La natura nella poetica leopardiana: un concetto in dinamica evoluzione, che da fonte del pessimismo divenne ragione del riscatto umano.
La Natura è donna. Ha il volto quasi di una sfinge, a metà tra bello e terribile, una forma smisurata di donna seduta in terra, col busto ritto e il dorso poggiato ad una montagna, a metà tra l’essere numinosa, quasi religiosamente maestosa, e l’essere sacralmente terribile.
La Natura è il piacere vestito dalle illusioni, la Natura è la ragione svestita da ogni illusione.
Che Leopardi ne fosse impaurito, che Leopardi ne fosse affascinato, egli ha fatto della Natura la sua religione e la sua depressione, qualcosa in cui credere, qualcosa per cui morire.
Influenzato da un retroterra culturale sensistico e materialistico, Leopardi pensa che la felicità si trovi nel piacere, che l’uomo desidera con istintività ma non può raggiungere mai.
Da questa tensione inappagata nasce l’infelicità e l’insoddisfazione perpetua che solo l’ignoranza del vero potrebbe placare.
Leopardi stesso pensa di aver trovato la sua felicità in una forma di Natura benigna, ma poi comprende il vero.
La comprensione leopardiana del vero parte da una convinzione in cui la Natura è grande e la ragione nemica di ogni grandezza e si consolida tramite la sua antitesi.
Il sistema di Leopardi è quindi imperniato sulla dialettica dei concetti di Natura e ragione, a partire dalle sue prime opere e in modo sempre diverso nelle seguenti. Questo mutamento matura il pensiero filosofico di Leopardi.
Nelle prime opere, infatti, la Natura non ha una connotazione negativa, anzi, citando lo Zibaldone, l’autore afferma che essa rappresenti il regno del bello e delle care illusioni “senza cui la vita nostra sarebbe la più misera e barbara cosa”, ne consegue che la ragione è il principio della coscienza che inaridisce la poesia e toglie ai sogni l’affascinante proprietà illusoria.

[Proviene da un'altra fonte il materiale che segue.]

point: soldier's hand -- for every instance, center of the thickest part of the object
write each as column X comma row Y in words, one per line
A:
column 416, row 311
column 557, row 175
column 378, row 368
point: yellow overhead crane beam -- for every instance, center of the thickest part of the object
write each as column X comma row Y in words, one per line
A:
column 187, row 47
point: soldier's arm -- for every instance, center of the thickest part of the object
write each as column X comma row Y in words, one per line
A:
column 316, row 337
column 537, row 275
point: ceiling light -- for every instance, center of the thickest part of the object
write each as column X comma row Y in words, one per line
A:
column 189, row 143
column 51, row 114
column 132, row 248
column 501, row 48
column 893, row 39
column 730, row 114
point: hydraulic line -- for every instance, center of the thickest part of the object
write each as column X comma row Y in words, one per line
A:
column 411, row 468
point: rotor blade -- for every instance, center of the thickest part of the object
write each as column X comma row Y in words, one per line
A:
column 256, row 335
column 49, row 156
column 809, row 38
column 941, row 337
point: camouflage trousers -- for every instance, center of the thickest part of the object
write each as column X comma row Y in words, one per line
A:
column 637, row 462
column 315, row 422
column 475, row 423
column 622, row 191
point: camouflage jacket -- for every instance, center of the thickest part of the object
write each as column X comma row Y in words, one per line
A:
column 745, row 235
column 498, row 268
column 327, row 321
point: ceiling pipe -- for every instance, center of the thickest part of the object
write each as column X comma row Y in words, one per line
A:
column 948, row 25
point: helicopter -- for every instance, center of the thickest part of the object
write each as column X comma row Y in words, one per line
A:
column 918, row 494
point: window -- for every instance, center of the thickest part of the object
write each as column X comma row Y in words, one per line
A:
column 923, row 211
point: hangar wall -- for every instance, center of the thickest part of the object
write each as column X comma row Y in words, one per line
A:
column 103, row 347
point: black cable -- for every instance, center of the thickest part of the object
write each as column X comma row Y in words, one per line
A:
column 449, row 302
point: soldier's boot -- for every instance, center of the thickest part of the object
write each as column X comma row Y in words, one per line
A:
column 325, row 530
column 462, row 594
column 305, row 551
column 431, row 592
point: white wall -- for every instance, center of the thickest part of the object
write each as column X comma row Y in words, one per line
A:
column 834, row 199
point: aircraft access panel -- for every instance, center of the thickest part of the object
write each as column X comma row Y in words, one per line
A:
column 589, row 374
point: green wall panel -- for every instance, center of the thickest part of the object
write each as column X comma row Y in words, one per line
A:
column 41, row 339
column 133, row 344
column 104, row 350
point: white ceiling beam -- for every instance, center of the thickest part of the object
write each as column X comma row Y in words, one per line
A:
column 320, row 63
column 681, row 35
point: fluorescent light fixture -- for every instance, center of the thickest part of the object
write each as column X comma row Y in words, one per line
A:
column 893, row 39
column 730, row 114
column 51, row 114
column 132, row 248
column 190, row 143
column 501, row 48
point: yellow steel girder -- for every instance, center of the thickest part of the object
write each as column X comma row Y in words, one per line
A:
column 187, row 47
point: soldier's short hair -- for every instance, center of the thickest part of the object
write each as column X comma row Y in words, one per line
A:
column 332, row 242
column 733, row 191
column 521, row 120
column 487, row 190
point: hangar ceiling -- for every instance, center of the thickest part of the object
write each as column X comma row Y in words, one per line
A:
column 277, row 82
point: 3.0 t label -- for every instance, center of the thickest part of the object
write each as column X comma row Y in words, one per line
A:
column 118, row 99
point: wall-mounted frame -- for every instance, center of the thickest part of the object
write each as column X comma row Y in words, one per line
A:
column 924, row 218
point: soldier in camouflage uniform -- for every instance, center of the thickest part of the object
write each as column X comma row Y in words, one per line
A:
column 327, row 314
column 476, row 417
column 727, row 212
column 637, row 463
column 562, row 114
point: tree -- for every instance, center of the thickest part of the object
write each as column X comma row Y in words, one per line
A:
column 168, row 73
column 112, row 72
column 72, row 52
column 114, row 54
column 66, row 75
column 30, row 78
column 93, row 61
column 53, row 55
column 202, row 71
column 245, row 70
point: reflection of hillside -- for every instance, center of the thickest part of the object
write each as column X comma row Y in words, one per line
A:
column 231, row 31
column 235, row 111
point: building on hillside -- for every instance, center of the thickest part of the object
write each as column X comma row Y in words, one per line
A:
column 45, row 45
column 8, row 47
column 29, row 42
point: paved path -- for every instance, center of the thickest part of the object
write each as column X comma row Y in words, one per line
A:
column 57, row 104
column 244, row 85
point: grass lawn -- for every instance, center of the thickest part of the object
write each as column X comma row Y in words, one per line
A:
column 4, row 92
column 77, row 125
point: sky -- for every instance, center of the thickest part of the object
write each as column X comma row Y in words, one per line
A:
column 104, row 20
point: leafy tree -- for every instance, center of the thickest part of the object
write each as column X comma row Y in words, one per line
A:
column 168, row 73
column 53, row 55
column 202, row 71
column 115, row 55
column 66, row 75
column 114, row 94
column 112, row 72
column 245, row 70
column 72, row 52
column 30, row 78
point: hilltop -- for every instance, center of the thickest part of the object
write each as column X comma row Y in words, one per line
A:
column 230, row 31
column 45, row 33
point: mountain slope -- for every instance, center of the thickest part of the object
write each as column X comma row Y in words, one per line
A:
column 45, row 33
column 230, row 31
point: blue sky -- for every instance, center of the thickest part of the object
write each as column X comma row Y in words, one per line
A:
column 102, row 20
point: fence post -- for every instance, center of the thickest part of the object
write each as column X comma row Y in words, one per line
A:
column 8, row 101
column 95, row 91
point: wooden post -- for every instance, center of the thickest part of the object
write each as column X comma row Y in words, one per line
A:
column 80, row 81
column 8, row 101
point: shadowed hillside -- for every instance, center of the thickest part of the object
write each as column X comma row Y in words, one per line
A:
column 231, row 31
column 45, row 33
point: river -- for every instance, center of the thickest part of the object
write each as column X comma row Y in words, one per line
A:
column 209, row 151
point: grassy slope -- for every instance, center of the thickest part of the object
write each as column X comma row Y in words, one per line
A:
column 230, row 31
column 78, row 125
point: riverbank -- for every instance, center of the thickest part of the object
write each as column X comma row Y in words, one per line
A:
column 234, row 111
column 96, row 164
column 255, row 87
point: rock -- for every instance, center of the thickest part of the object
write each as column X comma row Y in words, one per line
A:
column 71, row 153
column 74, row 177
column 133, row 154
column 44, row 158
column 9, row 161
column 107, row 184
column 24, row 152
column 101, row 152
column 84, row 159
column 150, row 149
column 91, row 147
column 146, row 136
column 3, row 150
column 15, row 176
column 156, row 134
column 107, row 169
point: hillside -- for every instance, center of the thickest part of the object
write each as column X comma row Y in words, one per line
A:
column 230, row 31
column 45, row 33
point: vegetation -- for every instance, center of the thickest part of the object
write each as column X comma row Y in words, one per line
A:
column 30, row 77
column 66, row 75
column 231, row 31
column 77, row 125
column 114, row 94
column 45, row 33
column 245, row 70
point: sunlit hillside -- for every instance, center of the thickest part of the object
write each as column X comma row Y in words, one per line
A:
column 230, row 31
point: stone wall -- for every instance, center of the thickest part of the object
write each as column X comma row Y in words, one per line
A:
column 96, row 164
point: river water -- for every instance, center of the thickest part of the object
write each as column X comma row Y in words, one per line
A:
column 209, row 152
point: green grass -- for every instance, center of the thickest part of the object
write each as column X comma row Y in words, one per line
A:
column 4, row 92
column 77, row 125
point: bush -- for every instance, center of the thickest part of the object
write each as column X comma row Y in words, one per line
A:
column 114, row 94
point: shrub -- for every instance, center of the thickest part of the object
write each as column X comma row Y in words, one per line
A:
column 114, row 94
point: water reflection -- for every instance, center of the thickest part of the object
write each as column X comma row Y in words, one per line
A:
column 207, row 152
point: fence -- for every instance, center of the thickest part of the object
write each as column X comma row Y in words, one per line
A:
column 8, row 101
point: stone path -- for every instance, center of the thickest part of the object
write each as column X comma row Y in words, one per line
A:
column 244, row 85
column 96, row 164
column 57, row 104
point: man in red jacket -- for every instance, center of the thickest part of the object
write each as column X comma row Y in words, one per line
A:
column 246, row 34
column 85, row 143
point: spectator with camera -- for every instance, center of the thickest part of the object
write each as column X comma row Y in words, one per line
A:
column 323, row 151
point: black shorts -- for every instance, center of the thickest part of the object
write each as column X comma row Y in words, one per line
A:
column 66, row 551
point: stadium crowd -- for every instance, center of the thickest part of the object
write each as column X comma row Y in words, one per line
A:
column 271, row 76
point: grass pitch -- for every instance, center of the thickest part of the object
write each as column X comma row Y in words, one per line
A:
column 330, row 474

Discorso del tutto analogo al ciclo vitale; la Natura da’ la felicità tramite l’ingenuità fanciullesca, la ragione da’ il dolore tramite la sterile saggezza degli adulti. È quindi chiara l’opposizione di Leopardi all’Illuminismo.

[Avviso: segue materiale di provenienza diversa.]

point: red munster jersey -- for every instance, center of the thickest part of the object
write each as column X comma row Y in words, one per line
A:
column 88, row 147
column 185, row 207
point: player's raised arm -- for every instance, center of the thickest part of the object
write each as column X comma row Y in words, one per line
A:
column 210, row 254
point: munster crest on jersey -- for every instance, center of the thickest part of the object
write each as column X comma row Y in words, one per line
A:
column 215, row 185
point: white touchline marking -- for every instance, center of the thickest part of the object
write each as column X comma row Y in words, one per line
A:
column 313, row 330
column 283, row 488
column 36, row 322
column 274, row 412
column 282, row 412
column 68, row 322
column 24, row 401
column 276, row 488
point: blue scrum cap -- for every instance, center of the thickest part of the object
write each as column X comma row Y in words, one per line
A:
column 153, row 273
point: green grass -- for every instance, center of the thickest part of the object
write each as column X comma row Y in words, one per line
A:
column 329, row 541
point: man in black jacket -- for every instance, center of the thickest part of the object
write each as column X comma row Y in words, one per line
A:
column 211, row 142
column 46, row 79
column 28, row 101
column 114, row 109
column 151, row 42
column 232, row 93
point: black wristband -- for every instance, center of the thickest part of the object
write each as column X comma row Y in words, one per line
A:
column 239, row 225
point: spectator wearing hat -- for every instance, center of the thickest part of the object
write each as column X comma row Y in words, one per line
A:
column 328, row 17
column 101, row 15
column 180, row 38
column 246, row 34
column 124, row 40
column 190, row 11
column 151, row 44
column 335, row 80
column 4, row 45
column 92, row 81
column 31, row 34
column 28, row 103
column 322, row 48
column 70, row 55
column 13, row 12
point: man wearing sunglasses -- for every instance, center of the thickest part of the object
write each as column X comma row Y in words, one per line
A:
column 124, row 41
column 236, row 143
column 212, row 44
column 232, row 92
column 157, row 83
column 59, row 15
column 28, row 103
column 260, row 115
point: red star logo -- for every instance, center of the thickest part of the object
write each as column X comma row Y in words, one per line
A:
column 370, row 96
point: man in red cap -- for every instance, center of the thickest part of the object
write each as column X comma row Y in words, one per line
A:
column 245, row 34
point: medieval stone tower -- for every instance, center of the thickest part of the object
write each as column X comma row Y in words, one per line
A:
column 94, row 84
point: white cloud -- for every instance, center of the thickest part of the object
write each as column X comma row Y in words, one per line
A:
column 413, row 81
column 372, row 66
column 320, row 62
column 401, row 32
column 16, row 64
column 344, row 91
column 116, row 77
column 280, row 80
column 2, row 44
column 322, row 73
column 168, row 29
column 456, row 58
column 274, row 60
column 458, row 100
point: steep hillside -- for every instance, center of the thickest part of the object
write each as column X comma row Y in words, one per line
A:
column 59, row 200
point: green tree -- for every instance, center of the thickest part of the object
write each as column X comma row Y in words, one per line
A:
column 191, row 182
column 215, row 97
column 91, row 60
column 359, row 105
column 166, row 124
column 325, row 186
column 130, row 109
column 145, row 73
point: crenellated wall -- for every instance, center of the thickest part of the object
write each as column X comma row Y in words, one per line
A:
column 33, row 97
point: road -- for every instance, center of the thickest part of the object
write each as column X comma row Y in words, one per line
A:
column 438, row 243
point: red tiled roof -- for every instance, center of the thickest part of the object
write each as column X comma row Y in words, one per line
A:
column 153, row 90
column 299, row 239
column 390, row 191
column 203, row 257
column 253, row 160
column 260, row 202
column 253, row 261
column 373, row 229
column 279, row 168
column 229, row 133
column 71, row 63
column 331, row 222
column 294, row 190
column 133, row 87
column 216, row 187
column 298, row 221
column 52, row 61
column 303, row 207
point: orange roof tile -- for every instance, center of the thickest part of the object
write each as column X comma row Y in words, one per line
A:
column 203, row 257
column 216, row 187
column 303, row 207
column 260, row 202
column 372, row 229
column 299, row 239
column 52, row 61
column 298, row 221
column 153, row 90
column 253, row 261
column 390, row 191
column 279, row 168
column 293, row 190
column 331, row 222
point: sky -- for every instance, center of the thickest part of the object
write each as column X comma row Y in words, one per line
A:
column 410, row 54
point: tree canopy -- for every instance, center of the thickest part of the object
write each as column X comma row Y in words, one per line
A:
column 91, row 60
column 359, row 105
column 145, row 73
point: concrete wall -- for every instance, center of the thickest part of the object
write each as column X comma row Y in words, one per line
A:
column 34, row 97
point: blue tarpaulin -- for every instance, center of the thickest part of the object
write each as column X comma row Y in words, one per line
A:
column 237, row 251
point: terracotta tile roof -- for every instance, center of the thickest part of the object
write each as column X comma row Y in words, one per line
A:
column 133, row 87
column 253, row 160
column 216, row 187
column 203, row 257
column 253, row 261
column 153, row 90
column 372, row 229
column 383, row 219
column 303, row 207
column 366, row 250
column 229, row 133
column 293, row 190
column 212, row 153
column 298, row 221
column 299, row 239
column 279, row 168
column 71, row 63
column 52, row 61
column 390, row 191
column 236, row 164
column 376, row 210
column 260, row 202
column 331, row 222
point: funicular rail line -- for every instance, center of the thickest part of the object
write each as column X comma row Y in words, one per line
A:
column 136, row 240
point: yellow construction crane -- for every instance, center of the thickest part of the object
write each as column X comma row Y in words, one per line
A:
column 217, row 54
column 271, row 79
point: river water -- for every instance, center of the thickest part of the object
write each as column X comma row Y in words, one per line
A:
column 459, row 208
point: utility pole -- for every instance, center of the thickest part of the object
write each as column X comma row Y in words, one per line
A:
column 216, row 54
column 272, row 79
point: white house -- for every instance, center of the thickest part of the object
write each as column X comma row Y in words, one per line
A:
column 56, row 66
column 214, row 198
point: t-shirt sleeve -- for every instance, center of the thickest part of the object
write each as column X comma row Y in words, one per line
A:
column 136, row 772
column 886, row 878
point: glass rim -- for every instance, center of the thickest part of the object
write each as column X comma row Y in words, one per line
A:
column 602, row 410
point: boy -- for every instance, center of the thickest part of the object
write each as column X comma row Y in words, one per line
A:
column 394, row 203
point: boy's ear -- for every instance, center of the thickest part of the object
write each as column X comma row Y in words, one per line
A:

La Natura benigna del pessimismo storico leopardiano si trasforma presto però in Natura maligna, con l’accentuarsi, nel poeta, della concezione meccanicistica del mondo.
Contro le prime illusioni sentimentali e dopo la svolta pessimistica dei ventitré, la Natura assume una concezione ben lontana dalla precedente, ne scopre di essa la qualità illusoria e mitica, in quanto forza suprema incurante dell’uomo.

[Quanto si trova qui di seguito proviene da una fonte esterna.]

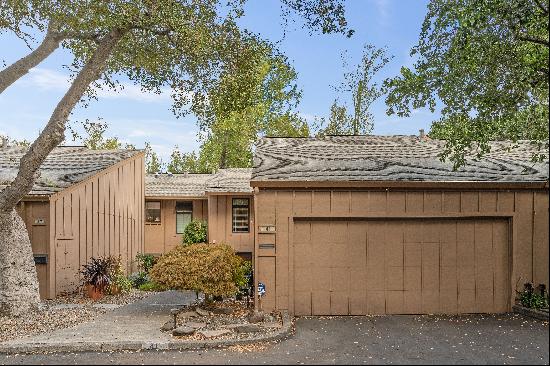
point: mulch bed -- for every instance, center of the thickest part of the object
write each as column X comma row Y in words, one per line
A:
column 239, row 315
column 52, row 315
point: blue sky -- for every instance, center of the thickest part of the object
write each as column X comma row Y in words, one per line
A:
column 136, row 117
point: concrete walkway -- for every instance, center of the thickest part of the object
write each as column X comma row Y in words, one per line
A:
column 138, row 322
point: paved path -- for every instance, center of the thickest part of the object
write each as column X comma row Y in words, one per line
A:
column 139, row 321
column 499, row 339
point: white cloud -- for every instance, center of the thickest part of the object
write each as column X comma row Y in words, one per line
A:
column 51, row 80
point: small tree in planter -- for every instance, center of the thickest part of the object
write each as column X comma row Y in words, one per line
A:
column 195, row 232
column 212, row 269
column 96, row 276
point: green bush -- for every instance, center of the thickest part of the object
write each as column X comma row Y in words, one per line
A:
column 151, row 286
column 145, row 262
column 195, row 232
column 212, row 269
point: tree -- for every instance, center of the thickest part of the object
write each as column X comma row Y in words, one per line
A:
column 364, row 91
column 94, row 137
column 244, row 105
column 153, row 164
column 184, row 46
column 487, row 63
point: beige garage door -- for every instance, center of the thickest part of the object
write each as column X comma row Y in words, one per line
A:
column 401, row 267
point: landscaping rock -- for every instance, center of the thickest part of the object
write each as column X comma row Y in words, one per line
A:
column 183, row 330
column 202, row 312
column 189, row 314
column 213, row 333
column 168, row 326
column 194, row 325
column 247, row 328
column 272, row 325
column 255, row 317
column 224, row 311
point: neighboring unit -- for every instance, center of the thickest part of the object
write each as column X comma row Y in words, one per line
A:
column 86, row 203
column 223, row 199
column 379, row 225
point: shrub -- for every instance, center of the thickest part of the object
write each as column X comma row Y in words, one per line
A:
column 195, row 232
column 212, row 269
column 97, row 272
column 145, row 262
column 119, row 282
column 138, row 278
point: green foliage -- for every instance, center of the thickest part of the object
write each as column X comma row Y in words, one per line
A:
column 138, row 278
column 94, row 137
column 487, row 63
column 145, row 261
column 358, row 84
column 153, row 164
column 212, row 269
column 195, row 232
column 151, row 286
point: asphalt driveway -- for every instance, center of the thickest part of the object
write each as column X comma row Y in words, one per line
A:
column 475, row 339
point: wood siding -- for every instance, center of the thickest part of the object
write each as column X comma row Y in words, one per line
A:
column 161, row 238
column 525, row 210
column 220, row 225
column 100, row 216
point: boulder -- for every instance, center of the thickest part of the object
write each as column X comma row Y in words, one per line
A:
column 247, row 328
column 255, row 317
column 194, row 325
column 202, row 312
column 213, row 333
column 168, row 326
column 183, row 330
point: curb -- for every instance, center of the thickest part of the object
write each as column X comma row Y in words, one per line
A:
column 63, row 347
column 533, row 313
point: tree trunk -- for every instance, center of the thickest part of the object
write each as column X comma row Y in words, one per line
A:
column 49, row 138
column 21, row 67
column 18, row 281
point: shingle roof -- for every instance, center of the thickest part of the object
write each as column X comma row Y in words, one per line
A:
column 64, row 166
column 387, row 158
column 235, row 180
column 176, row 185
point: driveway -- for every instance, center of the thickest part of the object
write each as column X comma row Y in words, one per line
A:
column 475, row 339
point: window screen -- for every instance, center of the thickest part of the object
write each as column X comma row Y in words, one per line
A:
column 184, row 215
column 241, row 215
column 152, row 212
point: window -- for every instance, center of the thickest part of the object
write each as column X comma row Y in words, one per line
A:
column 184, row 215
column 241, row 215
column 152, row 212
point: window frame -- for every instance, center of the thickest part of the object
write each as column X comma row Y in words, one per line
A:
column 233, row 206
column 183, row 212
column 159, row 210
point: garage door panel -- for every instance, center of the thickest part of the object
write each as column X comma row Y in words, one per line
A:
column 430, row 301
column 412, row 278
column 376, row 302
column 413, row 254
column 302, row 303
column 339, row 304
column 402, row 267
column 394, row 278
column 448, row 254
column 320, row 302
column 394, row 302
column 412, row 302
column 394, row 254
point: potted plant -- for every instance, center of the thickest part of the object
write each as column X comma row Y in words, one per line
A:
column 96, row 276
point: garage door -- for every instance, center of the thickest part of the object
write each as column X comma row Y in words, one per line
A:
column 401, row 267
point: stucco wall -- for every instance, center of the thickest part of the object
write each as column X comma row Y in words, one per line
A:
column 527, row 211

Questo concetto è di ampia discussione nel “Dialogo della Natura e di un Islandese”, che svela l’indifferenza cieca e la forza distruttrice con le quali, la Natura, è impegnata solo a rispettare un ciclo vitale che si sussegue senza risparmiare dolori.
Leopardi scopre quindi l’uso attivo della ragione, grazie alla quale l’uomo lotta contro l’aridità e l’agnosticismo della Natura.
Leopardi muore apprezzando ciò che primitivamente disprezzava, apprezza quindi il vero volto della Natura, per quanto terribile e ostile, per quanto causa e motivo dell’unione della comunità umana. Una collettività consapevole della sua piccolezza dinanzi ad una Natura maligna ma non per questo rassegnatasi: al contrario, gli si presenta la possibilità di riscattarsi, creando una civiltà nuova basata sul valore umano più vero, la pietà.